# Predicting Iris Species - Preprocessing

In [6]:
from sklearn.datasets import load_iris
import pandas as pd

iris = load_iris()

The iris dataset above contains a dictionary with the following values:
- DESCR: a description of the data including information about the attributes and target variable
- data: an array containing the attributes and their values
     - Sepal length
     - Sepal width
     - Petal length
     - Petal width
- target: an array containing the target variable, i.e., the Iris flower species
     - 0: Setosa
     - 1: Versicolor
     - 2: Virgnica

To facilitate the exploration of the dataset, we will build a Pandas DataFrame with all the attributes and target variable. We can create a function:

In [7]:
def create_iris_df(iris_dataset):
    # Create a list with all data
    iris_all_data= []

    for i, x in enumerate(iris_dataset.data):
        iris_all_data.append(x.tolist() + [iris_dataset.target[i]])

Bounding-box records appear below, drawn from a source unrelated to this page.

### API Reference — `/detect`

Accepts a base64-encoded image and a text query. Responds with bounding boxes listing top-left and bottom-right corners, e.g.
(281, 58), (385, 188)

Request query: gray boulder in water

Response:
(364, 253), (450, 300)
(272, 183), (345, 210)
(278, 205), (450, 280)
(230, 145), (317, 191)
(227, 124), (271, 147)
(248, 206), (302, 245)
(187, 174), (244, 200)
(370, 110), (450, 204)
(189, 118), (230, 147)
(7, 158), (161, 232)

    # Create a DataFrame from the list
    iris_df= pd.DataFrame(
        iris_all_data,
        columns=iris_dataset.feature_names + ["species_num"]
    )

    return iris_df

In [8]:
iris_df= create_iris_df(iris)
iris_df.head()

Unnamed: 0,sepal length (cm),sepal width (cm),petal length (cm),petal width (cm),species_num
0,5.1,3.5,1.4,0.2,0
1,4.9,3.0,1.4,0.2,0
2,4.7,3.2,1.3,0.2,0
3,4.6,3.1,1.5,0.2,0
4,5.0,3.6,1.4,0.2,0


In [13]:
iris_df_viz = iris_df.copy()

iris_df_viz['species']= iris_df_viz['species_num'].apply(lambda x: iris.target_names[x])
iris_df_viz= iris_df_viz.drop('species_num', axis=1)

iris_df_viz.head()

Unnamed: 0,sepal length (cm),sepal width (cm),petal length (cm),petal width (cm),species
0,5.1,3.5,1.4,0.2,setosa
1,4.9,3.0,1.4,0.2,setosa
2,4.7,3.2,1.3,0.2,setosa
3,4.6,3.1,1.5,0.2,setosa
4,5.0,3.6,1.4,0.2,setosa


In [14]:
iris_df_viz.to_csv('data/iris-species.csv', index=False)